农田里的活儿很累,大太阳底下,勾着腰一做就是整个时辰,小柳从没下过田不说,大病初愈,又体弱,银晃晃的毒日头差点将他热昏在当地。但是,他心里想着绝不能给人小瞧了,自己好歹是个男人,虽曾做过小倌,可如今要争气。
但世上的事就这么恼人,小柳的身体早被摧残得一塌糊涂,调养还不见得调养得好,更何况做苦活,正午的时候,终于还是晕倒在农户的水田里。
晚上,他醒来,便听得隔壁农妇大喊大叫:「这样的人养在家里,吃得都比咱们儿子好,你乐意我不乐意!」
「这孩子挺可怜的,再说他不也尽力了……」农夫无奈的声音。
「他可怜,你又不是不知道他是干什么营生的,一天到晚扭个屁股,装得可怜样,看得就来气!比镇上的窑姐还骚!你个天杀的是不是看上他了!天杀的!」农妇一边骂一边号哭起来。
丈夫被吼得毫无还嘴之力,径自关门出去了。
小柳默默听着,泪流满面,双手在被子里紧紧握成拳。
原来,别人是这么看他。
他不是天生干这营生的,他会改,他会好好下田做活,别赶他走。
再第二日,小柳虽然头昏脑胀,浑身乏力,还是坚持下田。农妇在侧冷冷瞧着,小柳只觉得芒刺在背,更注意自己走路,千万别再扭腰。
水稻插秧也不是个简单的活,小柳撑着做了半个时辰,额上虚汗一层层沁出,身上衣服都被汗湿,紧紧贴到身上,眼前金星直冒,却也默不作声。
「歇会儿吧,我媳妇他没什么坏心,就是嘴臭。」农夫的语气很温和。
小柳心里感激,正想道谢,却感到臀上放了一只手,那只手有点胆怯,但还是慢慢滑向两股之间的狭缝……
他浑身发颤,只想吐出来,挣扎着挥去身后的农夫的手,踉踉跄跄奔出水田,将农夫的喊声甩在后面,跑了很久,却也没多远。
他愣愣地停在出村的路上,心里一片茫然。
这时,农妇的声音传过来:「小柳哥儿,你看谁来了……」
他很奇怪农妇的称呼,慢慢转过去,就看到他的恩人正朝他走过来,阳光下,跟神袛毫无二致。

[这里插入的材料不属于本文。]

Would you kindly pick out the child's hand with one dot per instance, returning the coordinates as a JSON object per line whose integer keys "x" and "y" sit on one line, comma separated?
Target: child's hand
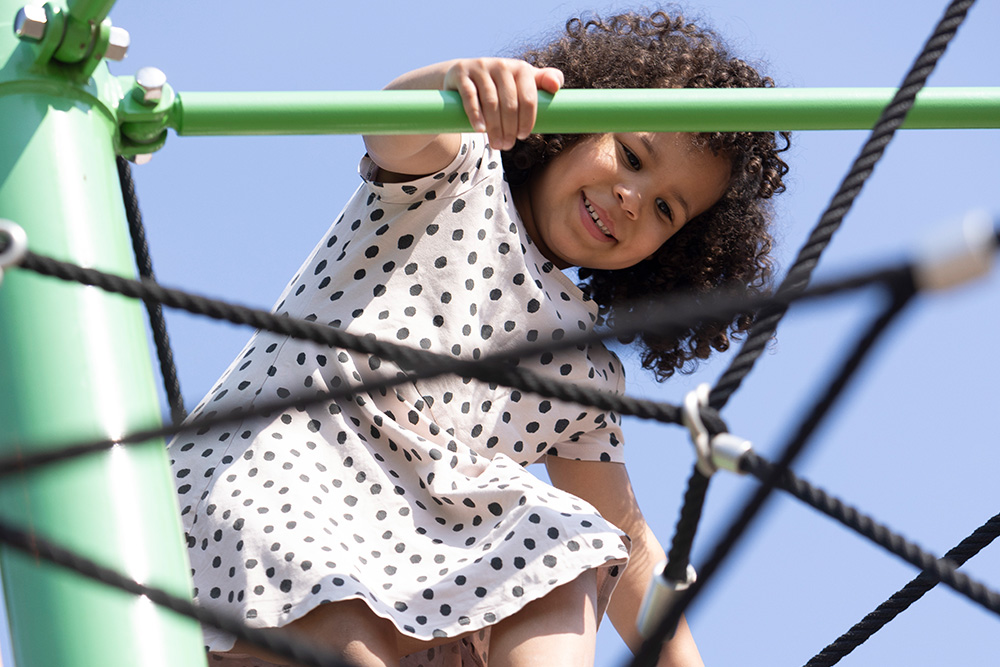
{"x": 500, "y": 95}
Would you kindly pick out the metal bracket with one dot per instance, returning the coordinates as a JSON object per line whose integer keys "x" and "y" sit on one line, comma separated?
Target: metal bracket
{"x": 81, "y": 42}
{"x": 660, "y": 597}
{"x": 694, "y": 402}
{"x": 957, "y": 255}
{"x": 724, "y": 450}
{"x": 144, "y": 113}
{"x": 13, "y": 245}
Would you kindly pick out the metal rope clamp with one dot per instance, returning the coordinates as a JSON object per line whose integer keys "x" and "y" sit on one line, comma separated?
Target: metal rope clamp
{"x": 13, "y": 245}
{"x": 724, "y": 450}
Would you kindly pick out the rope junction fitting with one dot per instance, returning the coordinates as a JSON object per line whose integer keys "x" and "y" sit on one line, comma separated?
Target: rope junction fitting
{"x": 13, "y": 245}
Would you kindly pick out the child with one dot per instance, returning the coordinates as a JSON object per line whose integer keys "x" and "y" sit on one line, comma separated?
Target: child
{"x": 403, "y": 522}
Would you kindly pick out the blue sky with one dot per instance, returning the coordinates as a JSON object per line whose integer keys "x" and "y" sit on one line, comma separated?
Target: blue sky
{"x": 911, "y": 443}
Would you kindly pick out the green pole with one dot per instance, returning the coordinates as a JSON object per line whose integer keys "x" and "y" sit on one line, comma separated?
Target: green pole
{"x": 74, "y": 363}
{"x": 579, "y": 111}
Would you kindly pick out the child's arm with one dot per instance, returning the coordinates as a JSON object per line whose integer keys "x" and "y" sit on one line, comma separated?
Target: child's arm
{"x": 606, "y": 486}
{"x": 500, "y": 97}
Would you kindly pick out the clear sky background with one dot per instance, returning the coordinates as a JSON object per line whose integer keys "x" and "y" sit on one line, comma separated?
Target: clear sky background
{"x": 913, "y": 443}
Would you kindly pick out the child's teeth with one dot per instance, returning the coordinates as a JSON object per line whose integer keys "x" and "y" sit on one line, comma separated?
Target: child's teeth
{"x": 596, "y": 218}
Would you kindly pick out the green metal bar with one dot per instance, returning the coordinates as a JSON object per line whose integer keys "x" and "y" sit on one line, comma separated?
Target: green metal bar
{"x": 579, "y": 111}
{"x": 74, "y": 363}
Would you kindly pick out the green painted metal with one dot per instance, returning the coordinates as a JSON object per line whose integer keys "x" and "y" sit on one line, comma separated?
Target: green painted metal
{"x": 579, "y": 111}
{"x": 90, "y": 10}
{"x": 74, "y": 363}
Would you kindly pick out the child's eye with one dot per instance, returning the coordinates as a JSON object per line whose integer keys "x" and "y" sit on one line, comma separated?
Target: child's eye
{"x": 665, "y": 209}
{"x": 631, "y": 158}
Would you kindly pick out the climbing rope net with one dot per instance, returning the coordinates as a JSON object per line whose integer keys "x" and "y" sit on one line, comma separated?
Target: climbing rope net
{"x": 715, "y": 446}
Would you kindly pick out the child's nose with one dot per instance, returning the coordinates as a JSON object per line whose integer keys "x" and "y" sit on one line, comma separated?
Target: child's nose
{"x": 629, "y": 200}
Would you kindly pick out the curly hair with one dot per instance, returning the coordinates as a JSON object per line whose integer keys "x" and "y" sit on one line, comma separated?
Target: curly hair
{"x": 725, "y": 248}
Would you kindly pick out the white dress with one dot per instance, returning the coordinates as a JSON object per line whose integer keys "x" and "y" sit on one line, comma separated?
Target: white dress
{"x": 416, "y": 499}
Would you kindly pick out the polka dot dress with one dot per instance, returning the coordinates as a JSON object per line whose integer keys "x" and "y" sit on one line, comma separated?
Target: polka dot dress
{"x": 414, "y": 499}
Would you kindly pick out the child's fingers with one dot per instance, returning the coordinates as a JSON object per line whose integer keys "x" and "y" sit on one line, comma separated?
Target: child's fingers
{"x": 509, "y": 100}
{"x": 489, "y": 102}
{"x": 549, "y": 79}
{"x": 527, "y": 101}
{"x": 470, "y": 102}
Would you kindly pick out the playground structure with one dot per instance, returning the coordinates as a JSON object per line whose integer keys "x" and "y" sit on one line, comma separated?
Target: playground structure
{"x": 68, "y": 118}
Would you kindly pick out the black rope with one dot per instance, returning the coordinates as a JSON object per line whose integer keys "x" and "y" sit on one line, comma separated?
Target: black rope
{"x": 942, "y": 569}
{"x": 901, "y": 600}
{"x": 673, "y": 314}
{"x": 144, "y": 263}
{"x": 650, "y": 649}
{"x": 798, "y": 276}
{"x": 679, "y": 556}
{"x": 277, "y": 642}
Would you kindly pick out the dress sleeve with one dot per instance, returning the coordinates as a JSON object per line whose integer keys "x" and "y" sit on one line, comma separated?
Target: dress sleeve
{"x": 605, "y": 442}
{"x": 475, "y": 161}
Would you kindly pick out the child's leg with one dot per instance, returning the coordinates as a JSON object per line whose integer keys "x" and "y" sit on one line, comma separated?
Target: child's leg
{"x": 558, "y": 629}
{"x": 349, "y": 628}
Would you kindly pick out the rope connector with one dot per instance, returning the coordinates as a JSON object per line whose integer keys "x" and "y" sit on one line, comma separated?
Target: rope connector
{"x": 724, "y": 450}
{"x": 13, "y": 245}
{"x": 956, "y": 254}
{"x": 660, "y": 596}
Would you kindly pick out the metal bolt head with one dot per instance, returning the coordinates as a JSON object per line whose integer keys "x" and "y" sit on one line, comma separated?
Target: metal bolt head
{"x": 118, "y": 44}
{"x": 151, "y": 81}
{"x": 30, "y": 23}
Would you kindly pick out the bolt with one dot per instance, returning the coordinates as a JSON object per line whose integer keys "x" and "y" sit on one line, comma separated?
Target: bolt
{"x": 30, "y": 23}
{"x": 118, "y": 44}
{"x": 151, "y": 80}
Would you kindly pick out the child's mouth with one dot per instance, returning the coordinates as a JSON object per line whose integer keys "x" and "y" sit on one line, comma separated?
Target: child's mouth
{"x": 596, "y": 218}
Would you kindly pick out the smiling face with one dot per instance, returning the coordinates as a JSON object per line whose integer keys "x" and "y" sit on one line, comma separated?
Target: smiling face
{"x": 611, "y": 200}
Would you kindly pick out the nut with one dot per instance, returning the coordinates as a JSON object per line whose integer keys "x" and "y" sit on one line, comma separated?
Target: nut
{"x": 151, "y": 80}
{"x": 118, "y": 44}
{"x": 30, "y": 23}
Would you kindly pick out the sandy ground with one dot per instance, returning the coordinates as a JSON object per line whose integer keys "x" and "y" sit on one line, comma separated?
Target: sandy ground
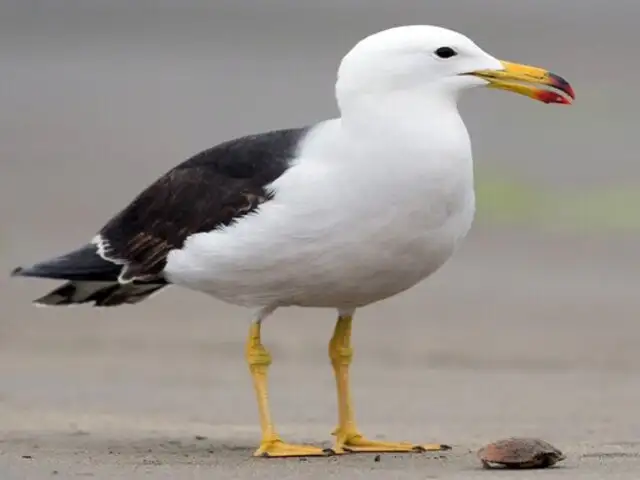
{"x": 525, "y": 332}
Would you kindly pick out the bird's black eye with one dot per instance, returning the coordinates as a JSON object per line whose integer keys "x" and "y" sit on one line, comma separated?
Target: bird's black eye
{"x": 446, "y": 52}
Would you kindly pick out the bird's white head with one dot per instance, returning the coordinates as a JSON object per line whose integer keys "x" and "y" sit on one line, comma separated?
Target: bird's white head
{"x": 428, "y": 61}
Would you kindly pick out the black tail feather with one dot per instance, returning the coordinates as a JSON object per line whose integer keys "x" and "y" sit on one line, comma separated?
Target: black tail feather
{"x": 100, "y": 294}
{"x": 83, "y": 264}
{"x": 91, "y": 279}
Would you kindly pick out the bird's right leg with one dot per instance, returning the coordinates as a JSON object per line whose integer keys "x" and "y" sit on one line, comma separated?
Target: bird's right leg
{"x": 271, "y": 444}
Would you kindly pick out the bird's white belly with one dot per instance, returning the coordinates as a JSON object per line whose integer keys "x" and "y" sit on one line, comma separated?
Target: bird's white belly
{"x": 331, "y": 254}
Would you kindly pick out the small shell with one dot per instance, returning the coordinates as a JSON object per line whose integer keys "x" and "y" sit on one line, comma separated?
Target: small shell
{"x": 520, "y": 453}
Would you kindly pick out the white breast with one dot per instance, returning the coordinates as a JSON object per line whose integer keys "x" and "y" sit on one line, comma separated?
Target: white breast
{"x": 338, "y": 233}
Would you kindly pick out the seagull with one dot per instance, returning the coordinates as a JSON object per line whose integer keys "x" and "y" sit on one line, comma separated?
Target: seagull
{"x": 339, "y": 214}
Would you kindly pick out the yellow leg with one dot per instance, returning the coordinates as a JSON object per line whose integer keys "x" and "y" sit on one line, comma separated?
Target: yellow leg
{"x": 348, "y": 438}
{"x": 271, "y": 445}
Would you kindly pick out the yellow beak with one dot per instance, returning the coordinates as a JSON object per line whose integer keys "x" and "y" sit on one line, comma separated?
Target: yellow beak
{"x": 532, "y": 82}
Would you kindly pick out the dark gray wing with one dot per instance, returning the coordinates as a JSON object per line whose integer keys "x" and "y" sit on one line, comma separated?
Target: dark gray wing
{"x": 208, "y": 191}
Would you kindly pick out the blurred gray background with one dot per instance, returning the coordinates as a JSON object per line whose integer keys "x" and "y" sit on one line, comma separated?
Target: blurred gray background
{"x": 98, "y": 98}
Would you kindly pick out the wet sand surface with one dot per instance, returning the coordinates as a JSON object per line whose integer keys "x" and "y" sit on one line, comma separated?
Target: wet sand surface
{"x": 527, "y": 331}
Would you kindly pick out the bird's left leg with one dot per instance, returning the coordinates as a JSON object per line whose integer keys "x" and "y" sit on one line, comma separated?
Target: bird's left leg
{"x": 348, "y": 437}
{"x": 271, "y": 445}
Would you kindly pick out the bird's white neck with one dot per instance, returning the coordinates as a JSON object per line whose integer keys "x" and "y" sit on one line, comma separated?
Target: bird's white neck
{"x": 427, "y": 123}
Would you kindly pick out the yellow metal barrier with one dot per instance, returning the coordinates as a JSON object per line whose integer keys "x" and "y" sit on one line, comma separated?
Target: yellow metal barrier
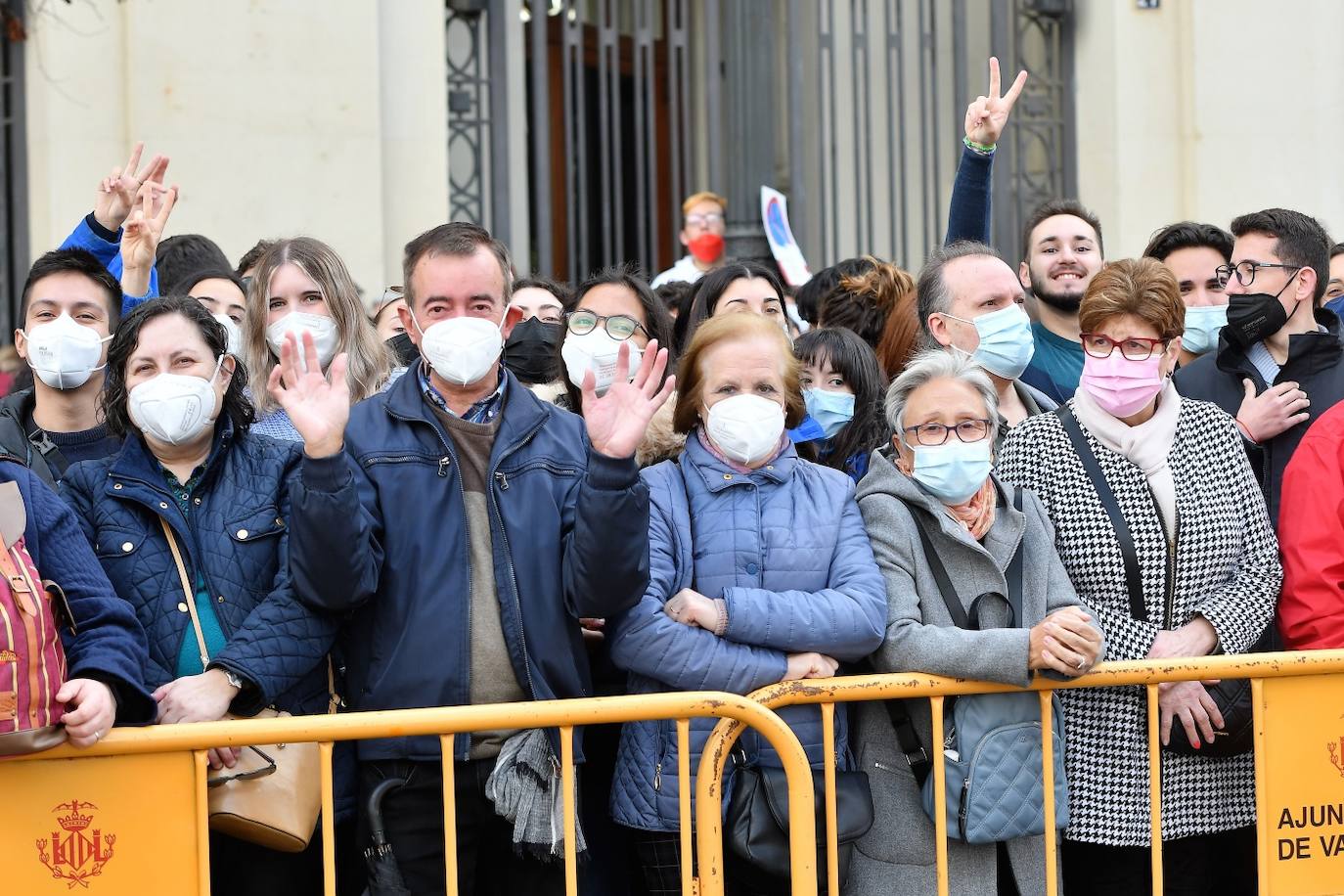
{"x": 132, "y": 810}
{"x": 1298, "y": 702}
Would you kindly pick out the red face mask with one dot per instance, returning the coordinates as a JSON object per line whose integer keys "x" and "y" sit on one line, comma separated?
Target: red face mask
{"x": 706, "y": 247}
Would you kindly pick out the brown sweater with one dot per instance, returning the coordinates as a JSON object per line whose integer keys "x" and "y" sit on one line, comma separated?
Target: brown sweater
{"x": 492, "y": 677}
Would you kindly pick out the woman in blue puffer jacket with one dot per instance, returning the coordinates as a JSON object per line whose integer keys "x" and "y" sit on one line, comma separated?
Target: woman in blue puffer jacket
{"x": 759, "y": 571}
{"x": 190, "y": 464}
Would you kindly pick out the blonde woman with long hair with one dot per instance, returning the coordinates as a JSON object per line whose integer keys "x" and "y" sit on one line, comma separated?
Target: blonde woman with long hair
{"x": 301, "y": 284}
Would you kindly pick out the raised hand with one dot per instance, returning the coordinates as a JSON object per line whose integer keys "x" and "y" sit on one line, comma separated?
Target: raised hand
{"x": 617, "y": 421}
{"x": 117, "y": 194}
{"x": 1276, "y": 410}
{"x": 317, "y": 403}
{"x": 987, "y": 115}
{"x": 144, "y": 230}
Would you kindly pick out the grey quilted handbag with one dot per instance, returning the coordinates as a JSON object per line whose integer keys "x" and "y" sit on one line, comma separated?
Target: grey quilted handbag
{"x": 994, "y": 760}
{"x": 991, "y": 741}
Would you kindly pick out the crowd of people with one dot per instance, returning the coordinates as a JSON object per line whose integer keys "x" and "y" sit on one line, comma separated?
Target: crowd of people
{"x": 485, "y": 488}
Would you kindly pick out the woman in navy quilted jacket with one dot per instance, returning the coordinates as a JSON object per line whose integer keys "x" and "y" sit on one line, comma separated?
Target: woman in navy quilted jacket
{"x": 190, "y": 465}
{"x": 759, "y": 571}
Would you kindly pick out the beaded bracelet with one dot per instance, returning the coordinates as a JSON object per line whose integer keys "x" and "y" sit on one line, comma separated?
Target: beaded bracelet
{"x": 984, "y": 150}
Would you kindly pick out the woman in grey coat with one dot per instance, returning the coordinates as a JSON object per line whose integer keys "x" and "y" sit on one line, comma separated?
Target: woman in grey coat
{"x": 944, "y": 414}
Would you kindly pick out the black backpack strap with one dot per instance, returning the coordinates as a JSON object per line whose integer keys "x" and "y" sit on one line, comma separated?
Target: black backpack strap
{"x": 1013, "y": 571}
{"x": 909, "y": 739}
{"x": 1133, "y": 580}
{"x": 940, "y": 575}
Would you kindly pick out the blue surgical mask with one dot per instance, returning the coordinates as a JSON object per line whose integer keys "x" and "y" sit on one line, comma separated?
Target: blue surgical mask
{"x": 955, "y": 470}
{"x": 1006, "y": 341}
{"x": 1202, "y": 327}
{"x": 832, "y": 410}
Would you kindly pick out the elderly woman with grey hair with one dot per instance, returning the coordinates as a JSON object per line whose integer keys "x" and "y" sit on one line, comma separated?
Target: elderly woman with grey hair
{"x": 935, "y": 512}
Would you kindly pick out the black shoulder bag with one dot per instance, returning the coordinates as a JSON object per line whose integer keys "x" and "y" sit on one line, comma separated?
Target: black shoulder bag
{"x": 1232, "y": 694}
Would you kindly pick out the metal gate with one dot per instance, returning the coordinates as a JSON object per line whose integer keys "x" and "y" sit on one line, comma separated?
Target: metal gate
{"x": 852, "y": 108}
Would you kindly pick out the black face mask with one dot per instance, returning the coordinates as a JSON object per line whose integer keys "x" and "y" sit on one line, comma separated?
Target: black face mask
{"x": 1256, "y": 316}
{"x": 530, "y": 351}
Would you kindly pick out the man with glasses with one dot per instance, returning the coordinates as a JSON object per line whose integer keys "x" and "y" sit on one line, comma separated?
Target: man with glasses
{"x": 463, "y": 527}
{"x": 1277, "y": 364}
{"x": 701, "y": 234}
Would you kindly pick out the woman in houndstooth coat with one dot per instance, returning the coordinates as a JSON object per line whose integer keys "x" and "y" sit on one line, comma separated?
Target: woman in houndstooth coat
{"x": 1192, "y": 506}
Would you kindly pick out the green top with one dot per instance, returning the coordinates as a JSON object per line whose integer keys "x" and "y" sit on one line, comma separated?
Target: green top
{"x": 189, "y": 655}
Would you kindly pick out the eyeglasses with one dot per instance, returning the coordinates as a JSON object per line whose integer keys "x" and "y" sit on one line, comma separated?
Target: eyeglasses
{"x": 1136, "y": 348}
{"x": 618, "y": 327}
{"x": 1245, "y": 272}
{"x": 931, "y": 434}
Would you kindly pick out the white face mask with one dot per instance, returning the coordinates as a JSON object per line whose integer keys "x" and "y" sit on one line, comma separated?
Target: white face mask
{"x": 322, "y": 327}
{"x": 175, "y": 407}
{"x": 64, "y": 353}
{"x": 236, "y": 336}
{"x": 461, "y": 349}
{"x": 744, "y": 427}
{"x": 596, "y": 351}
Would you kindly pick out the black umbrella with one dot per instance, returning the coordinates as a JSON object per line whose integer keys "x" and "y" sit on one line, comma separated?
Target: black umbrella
{"x": 384, "y": 876}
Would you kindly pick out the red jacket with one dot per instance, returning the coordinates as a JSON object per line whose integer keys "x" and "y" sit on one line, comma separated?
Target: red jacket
{"x": 1311, "y": 533}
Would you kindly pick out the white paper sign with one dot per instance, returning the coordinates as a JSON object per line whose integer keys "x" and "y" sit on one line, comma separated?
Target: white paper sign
{"x": 775, "y": 216}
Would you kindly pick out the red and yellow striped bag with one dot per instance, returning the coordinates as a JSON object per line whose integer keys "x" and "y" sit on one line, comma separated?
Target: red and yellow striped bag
{"x": 32, "y": 659}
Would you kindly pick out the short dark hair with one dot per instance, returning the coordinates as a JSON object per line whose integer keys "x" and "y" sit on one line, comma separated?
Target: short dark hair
{"x": 657, "y": 321}
{"x": 252, "y": 255}
{"x": 455, "y": 238}
{"x": 72, "y": 261}
{"x": 115, "y": 396}
{"x": 1188, "y": 234}
{"x": 712, "y": 285}
{"x": 562, "y": 291}
{"x": 811, "y": 297}
{"x": 931, "y": 291}
{"x": 1059, "y": 207}
{"x": 858, "y": 364}
{"x": 191, "y": 281}
{"x": 183, "y": 254}
{"x": 674, "y": 294}
{"x": 1301, "y": 240}
{"x": 863, "y": 302}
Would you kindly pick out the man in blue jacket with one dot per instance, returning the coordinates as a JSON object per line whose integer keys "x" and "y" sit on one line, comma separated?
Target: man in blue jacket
{"x": 466, "y": 527}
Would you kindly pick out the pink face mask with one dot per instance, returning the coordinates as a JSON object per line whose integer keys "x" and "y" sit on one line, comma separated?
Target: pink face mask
{"x": 1120, "y": 385}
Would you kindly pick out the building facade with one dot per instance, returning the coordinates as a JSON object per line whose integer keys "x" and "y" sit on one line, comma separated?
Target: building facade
{"x": 573, "y": 128}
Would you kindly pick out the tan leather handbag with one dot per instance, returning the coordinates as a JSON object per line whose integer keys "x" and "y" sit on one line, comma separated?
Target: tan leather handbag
{"x": 273, "y": 795}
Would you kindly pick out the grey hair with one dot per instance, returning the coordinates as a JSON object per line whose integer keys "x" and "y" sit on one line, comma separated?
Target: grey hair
{"x": 931, "y": 295}
{"x": 938, "y": 364}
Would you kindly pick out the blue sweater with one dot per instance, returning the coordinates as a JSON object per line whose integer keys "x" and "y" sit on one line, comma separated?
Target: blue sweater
{"x": 105, "y": 246}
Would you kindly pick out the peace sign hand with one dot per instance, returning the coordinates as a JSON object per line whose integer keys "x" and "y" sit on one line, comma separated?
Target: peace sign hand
{"x": 117, "y": 194}
{"x": 146, "y": 227}
{"x": 987, "y": 115}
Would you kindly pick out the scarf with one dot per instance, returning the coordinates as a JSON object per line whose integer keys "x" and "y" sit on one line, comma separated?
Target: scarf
{"x": 525, "y": 790}
{"x": 1145, "y": 445}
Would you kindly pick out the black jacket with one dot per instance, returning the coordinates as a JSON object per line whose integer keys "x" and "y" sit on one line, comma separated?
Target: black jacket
{"x": 14, "y": 438}
{"x": 1314, "y": 363}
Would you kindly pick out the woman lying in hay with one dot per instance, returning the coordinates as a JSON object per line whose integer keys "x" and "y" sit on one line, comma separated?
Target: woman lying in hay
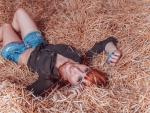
{"x": 55, "y": 64}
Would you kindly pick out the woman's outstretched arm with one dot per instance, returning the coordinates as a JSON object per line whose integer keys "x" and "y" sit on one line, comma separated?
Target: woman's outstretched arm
{"x": 23, "y": 23}
{"x": 108, "y": 45}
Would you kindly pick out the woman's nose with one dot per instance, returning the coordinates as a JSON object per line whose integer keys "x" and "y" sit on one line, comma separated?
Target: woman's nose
{"x": 77, "y": 70}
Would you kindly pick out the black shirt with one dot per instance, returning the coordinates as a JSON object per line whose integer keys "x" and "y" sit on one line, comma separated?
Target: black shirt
{"x": 43, "y": 58}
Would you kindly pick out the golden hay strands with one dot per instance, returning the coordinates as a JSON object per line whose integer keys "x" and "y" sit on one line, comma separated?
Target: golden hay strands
{"x": 81, "y": 23}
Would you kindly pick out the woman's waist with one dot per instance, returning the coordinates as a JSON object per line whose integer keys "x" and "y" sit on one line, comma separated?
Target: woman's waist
{"x": 24, "y": 57}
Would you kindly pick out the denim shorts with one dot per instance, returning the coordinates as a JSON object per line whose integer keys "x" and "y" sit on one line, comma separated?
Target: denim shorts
{"x": 13, "y": 50}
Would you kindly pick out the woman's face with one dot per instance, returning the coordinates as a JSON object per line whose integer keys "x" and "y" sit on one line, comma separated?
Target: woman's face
{"x": 74, "y": 72}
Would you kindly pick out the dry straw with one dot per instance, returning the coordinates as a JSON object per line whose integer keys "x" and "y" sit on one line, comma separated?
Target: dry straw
{"x": 81, "y": 23}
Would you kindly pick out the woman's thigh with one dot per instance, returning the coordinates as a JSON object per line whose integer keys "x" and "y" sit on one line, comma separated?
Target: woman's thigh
{"x": 23, "y": 23}
{"x": 9, "y": 35}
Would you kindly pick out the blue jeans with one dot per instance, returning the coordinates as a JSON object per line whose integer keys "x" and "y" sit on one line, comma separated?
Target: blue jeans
{"x": 13, "y": 50}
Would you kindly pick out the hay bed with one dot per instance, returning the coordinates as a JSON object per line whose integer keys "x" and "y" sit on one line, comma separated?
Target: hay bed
{"x": 81, "y": 23}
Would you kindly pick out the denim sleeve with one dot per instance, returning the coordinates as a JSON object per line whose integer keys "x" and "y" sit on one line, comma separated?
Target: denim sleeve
{"x": 99, "y": 47}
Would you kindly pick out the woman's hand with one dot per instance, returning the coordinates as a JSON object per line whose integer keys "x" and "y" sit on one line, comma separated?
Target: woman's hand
{"x": 113, "y": 58}
{"x": 75, "y": 91}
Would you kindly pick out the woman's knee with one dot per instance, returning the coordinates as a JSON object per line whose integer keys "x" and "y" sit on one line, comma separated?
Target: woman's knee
{"x": 6, "y": 26}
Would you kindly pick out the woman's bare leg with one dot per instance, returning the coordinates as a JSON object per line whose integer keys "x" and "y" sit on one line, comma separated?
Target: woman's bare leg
{"x": 23, "y": 23}
{"x": 8, "y": 34}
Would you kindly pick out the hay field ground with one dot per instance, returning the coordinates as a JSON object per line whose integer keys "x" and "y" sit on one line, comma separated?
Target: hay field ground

他用尽了剩下的所有气力跪了下来,喃道:「求你,带我走。」便不省人事。
齐嘉义花了一月才将那股为恶水域的盗匪剿清,回程中顺道来探一下救下的男童,却没料到男童的情形这般凄惨,瘦弱的身躯,跪在地上,求他带他走,昏迷前的眼神望之心酸。
他沉吟良久,确实,救人须救彻,可他避世独居便是为了一个人清静,若这叫小柳的孩子无处可去,他该如何是好?
小柳醒来,便看到恩人站在床铺旁边双眉紧蹙。
自己让他为难了吗?
他奋起全身劲道下床跪倒,被齐嘉义拦住,他执拗地拉着他的衣袖,哀恳:「我没处可去了,我做什么都可以,大爷你留下我吧!」他相信,恩人是好人。
齐嘉义叹口气:「别叫我大爷,我叫齐嘉义,你叫我齐大哥吧。」
小柳怎都不愿,坚持喊他作「公子」,齐嘉义也没法子。
当日,齐嘉义就带了小柳离开村庄,小柳身体仍是虚弱,便雇了辆车,小柳是惯住水上的,坐车倒也没甚不适,只低烧不退,整日昏睡。但他却觉得再没比这段日子更好的时候了,恩人公子待他好极,更没半分嫌恶,也许老天开眼了,给他一条活路吧?
如此行了一旬,眼看快到目的地,却从后面追来匹快马,马上的汉子身着白衣,白衣前后各印了一个篆体「楚」字,正是武林第一世家楚家的子弟。他追到齐嘉义身边,下马跪倒:「我家公子就在不远处,少侠稍等。」
齐嘉义闻言嘴角微露笑容。楚家的独子楚岚正是他师父的关门弟子,他的小师弟,两人自小感情甚好,不过楚岚那脾气也只有他能受得了吧?
不一刻,一队骑士飞驰而来,当前的白衣少年戴了面纱,但看他身姿挺拔,在马上意态潇洒,令人眼前一亮。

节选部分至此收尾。